Of all countries hit by Covid-19, India decreed the strictest lockdown as measured by Oxford University researchers. It also had among the smallest of fiscal stimuli, less than 2% of GDP. The result? India has suffered the greatest GDP crash among major economies (24%) in the April-June quarter. It also has one of the highest inflation rates. Meanwhile daily infections have risen to the world’s highest, almost 1 lakh new cases per day with no end in sight. The US that earlier led in this respect has flattened its infection curve, so new cases are down to 40,000 per day. India shows no flattening: infections keep rising.
That adds up to a damning indictment of India’s Covid policy. A stringent lockdown smashed the economy without seriously controlling the disease. The return to villages of millions of migrant workers who lost their urban jobs may have spread the disease along with distress. A miserly fiscal stimulus had the double whammy of insufficient relief to the needy and insufficient injection of demand into a crashing economy.
In Indian conditions, stringency was never going to work. Urban slums and many villages are extremely crowded, sleeping four to ten people per room. Locking down economic activity could not translate into social distancing in such circumstances. India got the worst of both worlds — an unprecedented economic crash and ever-rising infections.
India got a top score of 100 in the index of lockdown stringency when it was introduced in March. The comparable figures were 81 in Germany, 71.4 in the UK, 66.7 in the US, 81 in South Korea and 90.5 in Spain. India’s strictness aimed to control the spread of the disease, which was still in its infancy, giving time to crank up production of anti-Covid equipment (like ventilators and full protective suits) and rapidly expand hospital facilities to prevent the medical system from being overwhelmed. Other countries had the same aim and achieved it with less stringent lockdowns.
Despite US President Donald Trump playing down the disease’s impact, the first US fiscal stimulus was a whopping 13.2 % of GDP. The Democrats have proposed a second stimulus one and a half times bigger, though this will be doubtless pruned by the Republicans. Japan decreed an immediate stimulus of 20% of GDP. Developing countries were more cautious since big deficits could lead to credit downgrades by rating agencies. Even then many opted for ambitious stimuli — Brazil (11.8% and rising), Turkey (10.8%), China (7 %). India announced a relief package of Rs 20 lakh crore or 10% of GDP, of which the additional fiscal stimulus was barely 1% of GDP. Subsequently, India has announced some additional support, but its fiscal conservatism stands out.
Inflation was already 5.9% in March when Covid struck. In most recessions, inflation falls, but in India it rose to 6.93% in July. Of 42 countries for whom The Economist publishes weekly data, only three have higher inflation than India. Only in one other country, the Philippines, has inflation risen after Covid.
Inflation has risen in India despite a bumper agricultural crop in 2019-20 and a good start to this year’s monsoon. Oil prices have crashed internationally but the Indian government has, understandably, mopped up much of the windfall through higher taxes, diminishing the deflationary impact. Part of India’s problem is the disruption in production and transport caused by an over-strict lockdown. Depreciation of the rupee from Rs 68 per dollar to Rs 75 has raised import prices. Depreciation has affected other Asian countries too yet many of them — Malaysia, Singapore, South Korea, Taiwan and Thailand had negative inflation (falling prices) in July.

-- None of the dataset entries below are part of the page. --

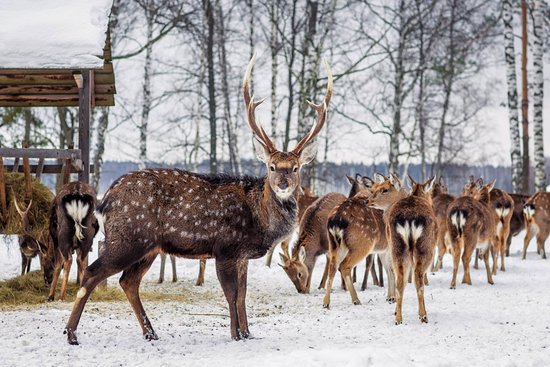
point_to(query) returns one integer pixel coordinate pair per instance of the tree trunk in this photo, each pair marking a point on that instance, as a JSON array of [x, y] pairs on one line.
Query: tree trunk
[[538, 94], [524, 98], [510, 56], [146, 108], [211, 84]]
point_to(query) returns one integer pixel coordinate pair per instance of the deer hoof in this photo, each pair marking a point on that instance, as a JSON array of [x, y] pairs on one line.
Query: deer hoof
[[71, 337], [150, 335]]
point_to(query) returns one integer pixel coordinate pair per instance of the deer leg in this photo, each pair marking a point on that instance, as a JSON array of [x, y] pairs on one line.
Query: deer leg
[[325, 274], [202, 268], [130, 281], [457, 249], [541, 239], [528, 236], [380, 272], [242, 274], [174, 272], [94, 274], [368, 267], [487, 268], [419, 276], [228, 276], [466, 257], [162, 267], [67, 262], [400, 275], [56, 273], [333, 259], [345, 270]]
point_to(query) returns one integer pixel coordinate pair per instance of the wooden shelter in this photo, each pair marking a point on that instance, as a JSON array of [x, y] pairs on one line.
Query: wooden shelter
[[50, 75]]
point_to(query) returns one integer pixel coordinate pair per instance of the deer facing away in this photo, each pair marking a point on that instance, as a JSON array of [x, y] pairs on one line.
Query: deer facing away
[[231, 219]]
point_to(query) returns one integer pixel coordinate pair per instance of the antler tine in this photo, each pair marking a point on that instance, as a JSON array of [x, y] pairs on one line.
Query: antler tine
[[251, 105], [321, 110]]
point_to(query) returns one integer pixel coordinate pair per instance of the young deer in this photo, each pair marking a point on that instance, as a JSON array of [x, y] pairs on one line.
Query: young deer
[[411, 228], [441, 201], [537, 221], [517, 222], [231, 219], [72, 228], [471, 225], [29, 246], [305, 199], [312, 242], [355, 231]]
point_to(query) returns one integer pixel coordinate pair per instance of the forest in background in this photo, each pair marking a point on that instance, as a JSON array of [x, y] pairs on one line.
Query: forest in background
[[407, 76]]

The RBI has, rightly, flooded the financial system with liquidity, and real interest rates are negative. Moratoriums on bank loans have kept the economy going but must soon be phased out, exposing the damage to businesses. GDP will revive everywhere after the April-June quarter, but India’s annual prospects remain grim. The State Bank of India predicts GDP will contract 10.9% in 2020-21, while Goldman Sachs estimates contraction at 14.8%. Only in 2022 will we get back to the pre-Covid GDP level.
One study showed crowded Mumbai slums having an infection rate of 57% (against 16% in non-slum areas), yet fatality was not correspondingly higher. This suggests the slums are close to herd immunity, and the disease is far less lethal than expected. That strengthens the case for phasing out lockdowns quickly, while encouraging masks, social distancing and isolation of the infected to the extent possible.
Meanwhile, the government should greatly increase cash handouts to the masses through MNREGA and Jan Dhan accounts. The poor are worst-hit and most likely to spend additional cash, boosting the economy. Richer folk are more cautious and less likely to spend.